Il termine design al giorno d’oggi è usato in maniera avvolte impropria e discriminatoria; per indicare oggetti, creazioni per lo più appariscenti e costosi; per rendersi conto di quello che sto affermando basterebbe citare il personaggio di Fuffas interpretato da Maurizio Crozza, il quale durante uno sketch osserva una sedia affermando che non può trattarsi di un’oggetto di design perchè un vero oggetto di design per essere considerato tale non si deve comprendere.

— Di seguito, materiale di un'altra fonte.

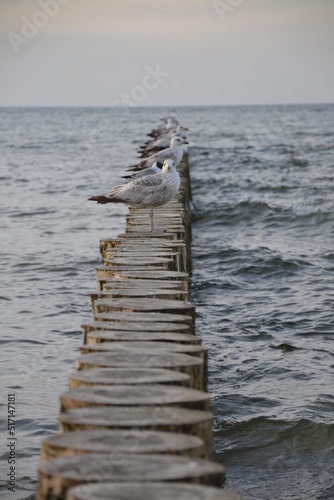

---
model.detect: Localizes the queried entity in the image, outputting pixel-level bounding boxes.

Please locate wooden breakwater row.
[36,139,238,500]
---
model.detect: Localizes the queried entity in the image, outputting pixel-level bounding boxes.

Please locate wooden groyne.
[36,122,239,500]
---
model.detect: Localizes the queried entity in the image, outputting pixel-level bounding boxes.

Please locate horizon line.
[0,101,334,110]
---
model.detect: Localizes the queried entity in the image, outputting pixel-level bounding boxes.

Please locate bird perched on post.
[89,159,181,232]
[126,136,188,172]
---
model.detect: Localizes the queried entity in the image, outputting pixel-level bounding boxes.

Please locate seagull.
[138,127,187,158]
[147,116,179,137]
[122,161,163,179]
[127,137,188,171]
[89,159,181,233]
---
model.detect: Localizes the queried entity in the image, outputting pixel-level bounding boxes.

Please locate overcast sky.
[0,0,334,106]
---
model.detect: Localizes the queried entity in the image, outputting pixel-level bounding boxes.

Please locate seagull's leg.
[150,207,154,233]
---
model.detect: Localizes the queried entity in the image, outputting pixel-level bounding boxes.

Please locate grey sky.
[0,0,334,106]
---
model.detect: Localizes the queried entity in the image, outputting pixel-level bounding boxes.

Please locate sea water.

Per me il design è un progetto, una soluzione creativa che fonde l’estetica e la funzionalità ma dove entrambi hanno un ruolo non subordinato l’uno all’altra, ma congiunto, indissolubile senza sfociare in manierismi o tecnicismi; dove la forma dell’oggetto e dettata anche dalla sua funzione ed il suo utilizzo risulta essere intuitivo, naturale dal fruitore; tutto ciò deve inoltre ”sposarsi” alle esigenze industriali: ripetibilità all’infinito del prodotto e produzione per la maggior possibilità d’utenza; inoltre per me il designer è un uomo che crea per l’uomo tenendo conto dell’uomo.
Quanto conta lo studio della storia del design nel tuo lavoro?
Per il mio lavoro lo studio della storia del design conta abbastanza ma non costituisce un punto d’arrivo bensì di partenza: prendo spunto nel mio lavoro, nei designer che hanno fatto l’innovazione del prodotto o che la stanno facendo come Steve Jobs o Tokujin Yoshioka; a me interessa la loro visione progettuale, la loro sensibilità creativa ed il perchè siano arrivati ad una soluzione anzichè ad un’altra.
Qual è il ruolo del designer nella contemporaneità e quali le reali prospettive occupazionali?
Il ruolo del designer è quello di immedesimarsi, interpretare, estrapolare le problematiche o i desideri del committente; farle proprie e tradurle in soluzioni ed infine concretizzarle.
Per questo motivo il designer deve studiare la realtà circostante, la società e le sue esigenze e contaminazioni; infatti la produzione di un designer è quasi sempre contemporanea a ciò che vive ma con un occhio al futuro.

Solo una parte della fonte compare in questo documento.